Jacques Poirier et Françoise Salaün, La médecine en France aux XIXe et XXe siècles, Paris, Masson, 2001, 52 p.

2878.

Olivier Faure, op.cit., Lyon, 1989, 6 vol.

2879.

Michel Bourdeau, Les trois États. Science, théologie et métaphysique chez Auguste Comte, Paris, Cerf, 2006, p.68.

2880.

Auguste Comte, Système de politique positive, chapitre III, p.22.

2881.

Auguste Comte, Discours sur l’esprit positif, Paris, Vrin, 1990, p.51.

2882.

À ce propos on renvoie principalement aux travaux de Bruno Latour.

2883.

Alain Corbin, « L’hérédo-syphilis ou l’impossible rédemption », in Romantisme, n°31, 1981, p.146.

2884.

Alexandre Lacassagne, Discours d’ouverture du 2e Congrès du Patronage des Libérés, Lyon, Storck, 1894, p.2. [BML FA 427576]

2885.

Idem.

2886.

Les premières décennies de la IIIe République voient se multiplier les médecins élus à l’Assemblée nationale (de 8 à 2 % des sièges entre 1876 et 1902) ou au Sénat (92 de 1876 à 1903).

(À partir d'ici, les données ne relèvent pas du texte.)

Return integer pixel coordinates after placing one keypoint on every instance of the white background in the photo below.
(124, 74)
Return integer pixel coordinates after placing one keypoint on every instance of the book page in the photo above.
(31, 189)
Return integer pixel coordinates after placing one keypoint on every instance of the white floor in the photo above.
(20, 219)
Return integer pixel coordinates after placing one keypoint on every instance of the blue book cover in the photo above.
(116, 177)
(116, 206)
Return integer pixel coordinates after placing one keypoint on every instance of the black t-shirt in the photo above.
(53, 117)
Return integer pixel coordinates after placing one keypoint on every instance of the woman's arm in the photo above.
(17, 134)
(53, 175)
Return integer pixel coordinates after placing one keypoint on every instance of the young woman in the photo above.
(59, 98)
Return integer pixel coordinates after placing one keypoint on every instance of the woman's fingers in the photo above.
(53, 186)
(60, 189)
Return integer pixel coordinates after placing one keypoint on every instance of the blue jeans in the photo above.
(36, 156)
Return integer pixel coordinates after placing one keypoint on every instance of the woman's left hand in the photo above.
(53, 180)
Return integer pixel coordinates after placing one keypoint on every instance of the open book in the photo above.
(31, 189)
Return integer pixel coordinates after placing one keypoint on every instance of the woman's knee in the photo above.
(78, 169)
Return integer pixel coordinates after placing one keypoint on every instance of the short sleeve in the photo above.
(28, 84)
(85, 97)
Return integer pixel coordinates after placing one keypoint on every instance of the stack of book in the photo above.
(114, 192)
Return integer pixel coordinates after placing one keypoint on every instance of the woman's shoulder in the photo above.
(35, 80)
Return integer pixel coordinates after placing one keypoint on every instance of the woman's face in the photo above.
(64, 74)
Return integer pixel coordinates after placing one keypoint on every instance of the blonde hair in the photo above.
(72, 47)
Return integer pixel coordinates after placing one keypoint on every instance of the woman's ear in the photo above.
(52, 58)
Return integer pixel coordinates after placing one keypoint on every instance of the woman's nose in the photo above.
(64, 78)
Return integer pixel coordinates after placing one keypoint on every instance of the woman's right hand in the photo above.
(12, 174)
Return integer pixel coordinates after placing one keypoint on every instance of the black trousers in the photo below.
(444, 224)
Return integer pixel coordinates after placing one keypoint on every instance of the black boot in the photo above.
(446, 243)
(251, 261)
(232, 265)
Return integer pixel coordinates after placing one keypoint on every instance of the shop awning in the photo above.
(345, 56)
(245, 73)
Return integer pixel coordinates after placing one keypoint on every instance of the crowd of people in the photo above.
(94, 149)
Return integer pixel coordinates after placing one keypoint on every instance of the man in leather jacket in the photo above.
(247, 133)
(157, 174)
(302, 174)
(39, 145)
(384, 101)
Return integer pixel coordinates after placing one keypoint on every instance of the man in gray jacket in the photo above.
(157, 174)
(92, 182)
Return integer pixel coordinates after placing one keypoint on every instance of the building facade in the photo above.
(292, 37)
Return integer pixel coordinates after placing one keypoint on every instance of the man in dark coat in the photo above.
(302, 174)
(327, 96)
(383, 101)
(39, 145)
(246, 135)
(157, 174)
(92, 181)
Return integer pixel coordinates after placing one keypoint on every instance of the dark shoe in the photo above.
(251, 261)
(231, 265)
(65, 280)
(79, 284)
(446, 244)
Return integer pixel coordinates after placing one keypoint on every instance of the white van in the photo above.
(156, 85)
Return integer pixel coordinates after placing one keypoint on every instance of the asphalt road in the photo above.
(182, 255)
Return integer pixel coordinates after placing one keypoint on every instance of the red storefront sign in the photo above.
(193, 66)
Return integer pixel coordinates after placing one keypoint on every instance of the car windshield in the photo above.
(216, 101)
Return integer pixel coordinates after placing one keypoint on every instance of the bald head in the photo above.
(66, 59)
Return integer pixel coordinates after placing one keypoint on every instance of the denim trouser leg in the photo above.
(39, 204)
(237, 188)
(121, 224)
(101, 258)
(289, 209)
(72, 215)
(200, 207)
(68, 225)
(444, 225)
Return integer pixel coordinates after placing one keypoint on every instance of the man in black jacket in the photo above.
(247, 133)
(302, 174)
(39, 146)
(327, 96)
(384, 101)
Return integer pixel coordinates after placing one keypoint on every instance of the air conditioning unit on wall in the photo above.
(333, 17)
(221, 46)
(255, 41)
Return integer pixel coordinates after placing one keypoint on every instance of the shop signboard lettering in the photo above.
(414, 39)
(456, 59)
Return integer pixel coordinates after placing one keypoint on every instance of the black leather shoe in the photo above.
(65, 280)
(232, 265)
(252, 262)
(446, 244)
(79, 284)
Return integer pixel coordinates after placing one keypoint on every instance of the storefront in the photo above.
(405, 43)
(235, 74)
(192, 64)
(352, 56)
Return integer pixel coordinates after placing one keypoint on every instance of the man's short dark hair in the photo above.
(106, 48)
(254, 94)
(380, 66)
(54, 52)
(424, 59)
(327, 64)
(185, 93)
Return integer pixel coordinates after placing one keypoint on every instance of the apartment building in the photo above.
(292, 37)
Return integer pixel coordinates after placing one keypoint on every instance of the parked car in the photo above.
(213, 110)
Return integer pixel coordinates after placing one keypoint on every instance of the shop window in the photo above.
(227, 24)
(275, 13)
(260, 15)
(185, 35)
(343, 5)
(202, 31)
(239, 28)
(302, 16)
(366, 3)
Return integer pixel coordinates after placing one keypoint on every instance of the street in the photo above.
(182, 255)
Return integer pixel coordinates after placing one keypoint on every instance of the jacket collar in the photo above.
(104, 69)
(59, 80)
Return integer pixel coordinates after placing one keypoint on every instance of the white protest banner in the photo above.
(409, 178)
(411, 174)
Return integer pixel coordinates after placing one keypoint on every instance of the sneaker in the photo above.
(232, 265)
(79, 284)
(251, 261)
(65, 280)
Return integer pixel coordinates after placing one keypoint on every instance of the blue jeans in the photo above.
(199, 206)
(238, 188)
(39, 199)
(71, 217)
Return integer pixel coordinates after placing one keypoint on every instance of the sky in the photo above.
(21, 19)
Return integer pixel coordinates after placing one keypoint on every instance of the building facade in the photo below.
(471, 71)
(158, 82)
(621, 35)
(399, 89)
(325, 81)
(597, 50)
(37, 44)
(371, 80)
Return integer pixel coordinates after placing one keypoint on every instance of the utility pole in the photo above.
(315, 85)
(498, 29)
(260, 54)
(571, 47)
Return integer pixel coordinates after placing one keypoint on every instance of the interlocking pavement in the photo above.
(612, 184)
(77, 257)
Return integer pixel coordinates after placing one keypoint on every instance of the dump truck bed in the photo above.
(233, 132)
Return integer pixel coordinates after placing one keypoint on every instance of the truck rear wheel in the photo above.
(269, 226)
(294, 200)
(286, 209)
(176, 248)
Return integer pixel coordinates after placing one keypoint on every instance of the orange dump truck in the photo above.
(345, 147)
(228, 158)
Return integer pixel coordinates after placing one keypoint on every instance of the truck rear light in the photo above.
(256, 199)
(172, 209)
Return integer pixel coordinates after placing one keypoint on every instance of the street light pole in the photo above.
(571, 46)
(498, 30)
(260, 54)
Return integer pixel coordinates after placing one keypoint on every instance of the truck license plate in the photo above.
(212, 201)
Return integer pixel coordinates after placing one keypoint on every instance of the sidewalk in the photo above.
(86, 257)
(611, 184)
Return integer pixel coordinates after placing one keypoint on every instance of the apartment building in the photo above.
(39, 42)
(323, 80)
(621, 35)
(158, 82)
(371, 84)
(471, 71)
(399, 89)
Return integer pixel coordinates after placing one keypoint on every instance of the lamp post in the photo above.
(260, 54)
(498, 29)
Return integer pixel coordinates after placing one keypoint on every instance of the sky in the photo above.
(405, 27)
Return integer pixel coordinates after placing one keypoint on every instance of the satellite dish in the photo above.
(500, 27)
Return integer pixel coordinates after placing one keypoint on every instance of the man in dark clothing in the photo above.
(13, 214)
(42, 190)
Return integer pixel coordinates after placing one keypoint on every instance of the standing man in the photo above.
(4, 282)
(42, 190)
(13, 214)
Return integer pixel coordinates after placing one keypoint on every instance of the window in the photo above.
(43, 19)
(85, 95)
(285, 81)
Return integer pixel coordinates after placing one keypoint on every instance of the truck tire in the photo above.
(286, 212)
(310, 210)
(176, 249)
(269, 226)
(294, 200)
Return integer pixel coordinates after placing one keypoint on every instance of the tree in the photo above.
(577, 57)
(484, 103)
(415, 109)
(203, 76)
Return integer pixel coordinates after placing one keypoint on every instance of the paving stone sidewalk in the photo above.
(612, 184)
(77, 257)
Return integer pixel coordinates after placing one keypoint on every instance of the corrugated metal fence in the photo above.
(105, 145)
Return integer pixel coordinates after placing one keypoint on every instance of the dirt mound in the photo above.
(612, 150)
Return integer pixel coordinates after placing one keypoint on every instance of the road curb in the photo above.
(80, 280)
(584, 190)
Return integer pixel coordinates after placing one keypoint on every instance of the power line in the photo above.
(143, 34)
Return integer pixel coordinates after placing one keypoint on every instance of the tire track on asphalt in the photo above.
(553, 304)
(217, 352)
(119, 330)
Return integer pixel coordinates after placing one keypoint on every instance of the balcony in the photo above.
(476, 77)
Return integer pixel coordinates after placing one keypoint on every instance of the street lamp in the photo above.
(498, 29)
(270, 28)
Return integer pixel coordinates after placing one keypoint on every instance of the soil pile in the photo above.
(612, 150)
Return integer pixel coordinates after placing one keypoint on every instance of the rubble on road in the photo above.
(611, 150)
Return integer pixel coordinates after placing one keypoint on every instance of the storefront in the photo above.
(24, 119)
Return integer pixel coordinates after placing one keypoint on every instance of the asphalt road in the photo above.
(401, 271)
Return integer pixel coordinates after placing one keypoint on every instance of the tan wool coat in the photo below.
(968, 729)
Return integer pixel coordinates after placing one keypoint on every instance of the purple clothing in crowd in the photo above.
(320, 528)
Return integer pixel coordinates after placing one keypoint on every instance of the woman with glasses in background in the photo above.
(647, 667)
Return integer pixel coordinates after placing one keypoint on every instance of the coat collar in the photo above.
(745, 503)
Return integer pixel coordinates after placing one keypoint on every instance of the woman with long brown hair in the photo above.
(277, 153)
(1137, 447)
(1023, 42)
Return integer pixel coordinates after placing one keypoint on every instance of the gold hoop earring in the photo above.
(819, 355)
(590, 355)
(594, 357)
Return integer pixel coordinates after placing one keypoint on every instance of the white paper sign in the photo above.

Pour plus de précisions à ce sujet, on renvoie aux travaux de Jacques Léonard, « Le corps médical au début de la IIIe République », in Jacques Poirier et Jean-Louis Poirier, Médecine et philosophie à la fin du XIXe siècle, Cahiers de l’IRU, Créteil, UPVM, 1980, p.9-20.

Jacques Léonard, La médecine entre les savoirs et les pouvoirs. Histoire intellectuelle et politique de la médecine française au XIXe siècle, Paris, Aubier-Montaigne, 1981, 384 p.